Il possibile crack dell’Atac, la municipalizzata del trasporto locale di Roma ormai subissata dai decreti ingiuntivi dei creditori, in una crisi di liquidità senza precedenti e con un debito monster che si autoalimenta, non agita solo le notti della sindaca Raggi, ma è diventata terreno di scontro a livello nazionale tra il M5S e il Pd.

Ieri la polemica è divampata (a distanza) tra il ministro dei Trasporti Graziano Delrio e l’assessora capitolina alla Mobilità Linda Meleo. Mentre più di qualcuno nel partito di Renzi si applica nell’esercizio di superare i grillini sul loro stesso terreno, puntando il dito contro la decisione «di ferragosto» di nominare Paolo Simioni, il neo presidente e Ad di Atac, anche direttore generale, «con uno stipendio annuo di 240 mila euro».

Sulla questione il M5S tace. Mentre è immediata la risposta a Delrio che dalle colonne del Messaggero ieri ha invitato l’amministrazione capitolina ad assumersi «le proprie responsabilità». Il ministro spiega che la questione Atac è «forse anche più seria e complessa» di quella dell’Alitalia. E il paragone «è purtroppo pertinente»: «Il rischio del dissesto finanziario è reale e, sottolineo, non va sottovalutato. Già due manager hanno lasciato il campo e non vorrei che anche il terzo gettasse la spugna».

Poi il ministro annuncia che il governo è «disponibile ad aprire un dialogo» con la giunta sui 500 milioni richiesti «per il rinnovo del materiale rotabile delle metropolitane A e B». Però, avverte Delrio, «chi ha la responsabilità deve cercare soluzioni concrete. Il tempo in questi casi non va lasciato scorrere».

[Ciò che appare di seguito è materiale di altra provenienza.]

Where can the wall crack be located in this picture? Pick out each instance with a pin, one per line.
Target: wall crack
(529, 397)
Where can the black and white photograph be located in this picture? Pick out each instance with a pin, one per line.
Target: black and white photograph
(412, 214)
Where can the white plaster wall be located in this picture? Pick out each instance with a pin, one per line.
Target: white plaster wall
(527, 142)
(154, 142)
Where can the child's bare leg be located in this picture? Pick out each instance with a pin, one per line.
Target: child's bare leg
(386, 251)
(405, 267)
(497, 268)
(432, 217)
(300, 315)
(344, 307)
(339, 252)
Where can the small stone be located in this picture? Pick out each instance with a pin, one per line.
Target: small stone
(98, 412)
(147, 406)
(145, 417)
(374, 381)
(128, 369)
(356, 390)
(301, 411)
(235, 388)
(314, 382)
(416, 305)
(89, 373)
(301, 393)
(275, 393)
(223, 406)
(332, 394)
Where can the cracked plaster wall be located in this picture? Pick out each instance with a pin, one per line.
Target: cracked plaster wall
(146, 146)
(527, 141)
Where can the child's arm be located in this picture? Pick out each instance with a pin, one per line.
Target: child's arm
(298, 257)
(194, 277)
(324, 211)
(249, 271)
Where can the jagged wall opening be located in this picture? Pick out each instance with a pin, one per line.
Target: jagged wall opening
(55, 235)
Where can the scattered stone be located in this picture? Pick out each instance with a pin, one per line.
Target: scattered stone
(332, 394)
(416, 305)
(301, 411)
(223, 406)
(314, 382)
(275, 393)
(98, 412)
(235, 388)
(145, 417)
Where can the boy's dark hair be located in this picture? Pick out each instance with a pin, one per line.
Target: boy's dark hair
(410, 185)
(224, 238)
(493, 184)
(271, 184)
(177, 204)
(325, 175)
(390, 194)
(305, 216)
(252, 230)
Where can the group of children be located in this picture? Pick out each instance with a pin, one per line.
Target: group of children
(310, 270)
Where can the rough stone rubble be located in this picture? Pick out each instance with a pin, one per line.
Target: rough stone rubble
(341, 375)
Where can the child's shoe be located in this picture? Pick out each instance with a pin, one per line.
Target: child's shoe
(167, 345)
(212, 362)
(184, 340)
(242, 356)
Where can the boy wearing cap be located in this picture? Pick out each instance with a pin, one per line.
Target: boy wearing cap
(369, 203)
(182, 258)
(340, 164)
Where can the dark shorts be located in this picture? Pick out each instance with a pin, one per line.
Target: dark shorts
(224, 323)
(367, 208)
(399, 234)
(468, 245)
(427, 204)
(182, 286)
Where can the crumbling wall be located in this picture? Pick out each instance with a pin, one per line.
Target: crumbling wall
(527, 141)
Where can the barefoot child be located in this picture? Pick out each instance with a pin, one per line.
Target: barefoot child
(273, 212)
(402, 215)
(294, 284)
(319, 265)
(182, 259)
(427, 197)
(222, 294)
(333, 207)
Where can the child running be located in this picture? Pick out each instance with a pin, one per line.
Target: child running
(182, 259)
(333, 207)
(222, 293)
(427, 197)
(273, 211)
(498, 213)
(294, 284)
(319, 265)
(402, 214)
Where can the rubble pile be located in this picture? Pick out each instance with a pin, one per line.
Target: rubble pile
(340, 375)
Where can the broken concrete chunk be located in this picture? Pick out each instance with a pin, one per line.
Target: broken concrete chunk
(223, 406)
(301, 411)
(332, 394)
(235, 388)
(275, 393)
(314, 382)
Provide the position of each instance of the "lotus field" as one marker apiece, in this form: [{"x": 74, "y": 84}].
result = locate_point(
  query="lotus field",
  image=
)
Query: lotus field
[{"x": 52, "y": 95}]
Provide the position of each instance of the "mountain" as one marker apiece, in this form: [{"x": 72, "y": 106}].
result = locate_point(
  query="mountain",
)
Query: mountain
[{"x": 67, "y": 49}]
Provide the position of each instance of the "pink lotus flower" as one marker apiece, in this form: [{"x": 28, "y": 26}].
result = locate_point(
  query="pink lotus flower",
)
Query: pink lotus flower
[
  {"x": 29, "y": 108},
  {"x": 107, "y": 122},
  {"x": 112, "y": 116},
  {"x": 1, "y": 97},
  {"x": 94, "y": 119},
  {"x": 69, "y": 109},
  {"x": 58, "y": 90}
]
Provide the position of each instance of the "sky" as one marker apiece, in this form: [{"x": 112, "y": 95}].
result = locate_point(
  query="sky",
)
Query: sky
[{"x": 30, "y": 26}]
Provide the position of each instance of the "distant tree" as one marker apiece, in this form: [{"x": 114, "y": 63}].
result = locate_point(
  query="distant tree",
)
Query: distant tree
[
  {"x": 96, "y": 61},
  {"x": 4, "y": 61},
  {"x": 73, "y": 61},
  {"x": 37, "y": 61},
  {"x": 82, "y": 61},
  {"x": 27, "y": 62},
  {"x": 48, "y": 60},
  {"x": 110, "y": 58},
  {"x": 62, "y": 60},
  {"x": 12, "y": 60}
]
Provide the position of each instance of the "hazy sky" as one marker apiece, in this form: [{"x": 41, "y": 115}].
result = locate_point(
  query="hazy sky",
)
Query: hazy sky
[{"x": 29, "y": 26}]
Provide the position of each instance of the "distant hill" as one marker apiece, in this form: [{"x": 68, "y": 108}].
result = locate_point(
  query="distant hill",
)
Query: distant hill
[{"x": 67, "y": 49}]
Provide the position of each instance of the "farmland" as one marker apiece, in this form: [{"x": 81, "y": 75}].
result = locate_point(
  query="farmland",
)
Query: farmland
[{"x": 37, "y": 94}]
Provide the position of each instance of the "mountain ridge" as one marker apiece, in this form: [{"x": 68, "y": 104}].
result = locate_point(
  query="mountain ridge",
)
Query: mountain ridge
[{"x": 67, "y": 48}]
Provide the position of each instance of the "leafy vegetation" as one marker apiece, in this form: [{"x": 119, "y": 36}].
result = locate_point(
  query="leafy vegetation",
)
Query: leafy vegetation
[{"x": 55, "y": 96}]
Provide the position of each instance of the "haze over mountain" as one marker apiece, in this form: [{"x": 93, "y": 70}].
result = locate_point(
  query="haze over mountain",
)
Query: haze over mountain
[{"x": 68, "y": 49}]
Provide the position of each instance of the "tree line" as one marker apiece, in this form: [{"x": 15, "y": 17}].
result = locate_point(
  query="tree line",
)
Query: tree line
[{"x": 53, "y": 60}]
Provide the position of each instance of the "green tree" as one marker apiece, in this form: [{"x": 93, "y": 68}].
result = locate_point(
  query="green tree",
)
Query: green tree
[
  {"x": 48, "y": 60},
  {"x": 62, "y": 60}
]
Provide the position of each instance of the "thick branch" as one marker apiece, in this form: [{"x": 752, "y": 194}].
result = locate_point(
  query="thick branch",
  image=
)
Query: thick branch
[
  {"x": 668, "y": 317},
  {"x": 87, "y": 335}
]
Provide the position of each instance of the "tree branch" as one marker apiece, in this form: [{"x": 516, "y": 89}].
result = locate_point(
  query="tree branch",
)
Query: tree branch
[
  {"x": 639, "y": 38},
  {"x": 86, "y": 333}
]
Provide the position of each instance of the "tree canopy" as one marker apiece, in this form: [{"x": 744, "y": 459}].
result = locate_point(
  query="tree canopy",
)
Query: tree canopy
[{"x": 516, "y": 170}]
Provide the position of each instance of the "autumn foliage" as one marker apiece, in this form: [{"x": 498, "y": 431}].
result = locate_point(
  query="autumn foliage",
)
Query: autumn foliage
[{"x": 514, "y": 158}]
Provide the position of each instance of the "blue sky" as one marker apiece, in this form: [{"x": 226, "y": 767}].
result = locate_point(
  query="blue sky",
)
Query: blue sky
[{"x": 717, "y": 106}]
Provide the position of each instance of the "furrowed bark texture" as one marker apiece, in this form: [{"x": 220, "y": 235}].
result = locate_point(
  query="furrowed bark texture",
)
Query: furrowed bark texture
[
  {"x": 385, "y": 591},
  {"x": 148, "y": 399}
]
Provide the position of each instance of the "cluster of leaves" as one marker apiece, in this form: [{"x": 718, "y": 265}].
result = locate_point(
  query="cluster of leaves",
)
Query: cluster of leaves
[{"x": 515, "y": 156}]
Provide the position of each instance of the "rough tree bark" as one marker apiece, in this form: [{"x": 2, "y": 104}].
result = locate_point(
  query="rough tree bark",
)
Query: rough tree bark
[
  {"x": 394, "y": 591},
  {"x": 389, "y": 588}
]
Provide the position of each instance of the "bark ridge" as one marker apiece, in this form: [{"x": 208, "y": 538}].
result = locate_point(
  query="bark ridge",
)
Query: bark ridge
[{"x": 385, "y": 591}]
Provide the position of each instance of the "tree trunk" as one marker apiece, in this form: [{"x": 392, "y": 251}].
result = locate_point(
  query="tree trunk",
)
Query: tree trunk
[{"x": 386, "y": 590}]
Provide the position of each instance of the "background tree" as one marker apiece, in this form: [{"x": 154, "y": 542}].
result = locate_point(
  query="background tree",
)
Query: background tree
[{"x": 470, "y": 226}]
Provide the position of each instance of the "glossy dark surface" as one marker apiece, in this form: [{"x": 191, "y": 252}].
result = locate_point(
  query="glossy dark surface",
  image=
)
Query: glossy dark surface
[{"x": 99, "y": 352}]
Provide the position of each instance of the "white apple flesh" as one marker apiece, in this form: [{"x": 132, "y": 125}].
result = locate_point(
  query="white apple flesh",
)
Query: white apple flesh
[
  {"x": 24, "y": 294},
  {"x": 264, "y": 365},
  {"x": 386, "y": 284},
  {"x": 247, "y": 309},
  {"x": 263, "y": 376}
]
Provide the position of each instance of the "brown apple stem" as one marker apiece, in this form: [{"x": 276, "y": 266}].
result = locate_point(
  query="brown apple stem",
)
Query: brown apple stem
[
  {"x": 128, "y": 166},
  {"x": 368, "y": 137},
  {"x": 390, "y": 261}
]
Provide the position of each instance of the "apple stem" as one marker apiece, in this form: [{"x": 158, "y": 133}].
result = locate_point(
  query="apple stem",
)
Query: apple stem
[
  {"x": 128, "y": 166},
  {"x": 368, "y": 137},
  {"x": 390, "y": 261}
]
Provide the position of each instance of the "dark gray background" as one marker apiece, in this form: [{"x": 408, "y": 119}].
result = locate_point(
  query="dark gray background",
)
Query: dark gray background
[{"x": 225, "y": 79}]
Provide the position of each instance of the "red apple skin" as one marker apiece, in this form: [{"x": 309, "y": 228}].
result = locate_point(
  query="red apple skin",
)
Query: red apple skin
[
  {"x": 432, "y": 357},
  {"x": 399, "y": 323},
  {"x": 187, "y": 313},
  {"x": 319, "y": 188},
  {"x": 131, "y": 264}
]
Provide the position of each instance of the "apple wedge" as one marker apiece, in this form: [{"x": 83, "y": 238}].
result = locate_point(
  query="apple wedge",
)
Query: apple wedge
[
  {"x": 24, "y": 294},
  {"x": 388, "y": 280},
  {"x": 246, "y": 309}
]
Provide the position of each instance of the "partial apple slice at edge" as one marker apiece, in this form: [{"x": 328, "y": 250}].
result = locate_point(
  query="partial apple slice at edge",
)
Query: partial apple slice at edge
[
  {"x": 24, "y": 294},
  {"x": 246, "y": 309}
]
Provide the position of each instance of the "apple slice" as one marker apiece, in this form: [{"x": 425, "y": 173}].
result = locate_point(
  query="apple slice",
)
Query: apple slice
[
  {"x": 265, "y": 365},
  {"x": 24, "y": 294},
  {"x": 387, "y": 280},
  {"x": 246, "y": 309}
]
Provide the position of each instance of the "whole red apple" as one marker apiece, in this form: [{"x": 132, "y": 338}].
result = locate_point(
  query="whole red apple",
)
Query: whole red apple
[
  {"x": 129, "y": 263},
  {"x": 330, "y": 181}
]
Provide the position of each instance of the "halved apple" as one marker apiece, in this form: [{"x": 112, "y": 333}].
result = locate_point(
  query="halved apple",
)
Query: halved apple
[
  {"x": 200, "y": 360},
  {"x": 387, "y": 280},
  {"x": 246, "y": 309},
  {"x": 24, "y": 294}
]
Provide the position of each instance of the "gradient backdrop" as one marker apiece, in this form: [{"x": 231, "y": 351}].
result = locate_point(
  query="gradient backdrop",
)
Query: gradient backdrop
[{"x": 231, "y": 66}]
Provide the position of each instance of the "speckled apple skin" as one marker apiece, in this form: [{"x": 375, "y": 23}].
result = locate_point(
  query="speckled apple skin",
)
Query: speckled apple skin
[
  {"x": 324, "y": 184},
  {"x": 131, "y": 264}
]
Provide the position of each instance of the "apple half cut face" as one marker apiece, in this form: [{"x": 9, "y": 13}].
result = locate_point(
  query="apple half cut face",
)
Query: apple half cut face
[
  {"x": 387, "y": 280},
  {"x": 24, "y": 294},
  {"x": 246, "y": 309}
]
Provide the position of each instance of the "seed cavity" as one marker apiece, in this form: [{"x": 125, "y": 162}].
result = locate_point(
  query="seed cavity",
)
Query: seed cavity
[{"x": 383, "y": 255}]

«Voglio tranquillizzare il ministro Delrio – ribatte Meleo – Non c’è alcun immobilismo su Atac. A capo dell’azienda c’è una nuova governance perfettamente consapevole del compito affidato: risanare e rilanciare l’Atac mantenendola pubblica. Siamo consci delle difficoltà ereditate. Se il ministro Delrio finanzierà quanto richiesto siamo pronti ad avviare il recupero di oltre 15 anni di debito manutentivo del materiale rotabile e dell’infrastrutture delle metropolitane».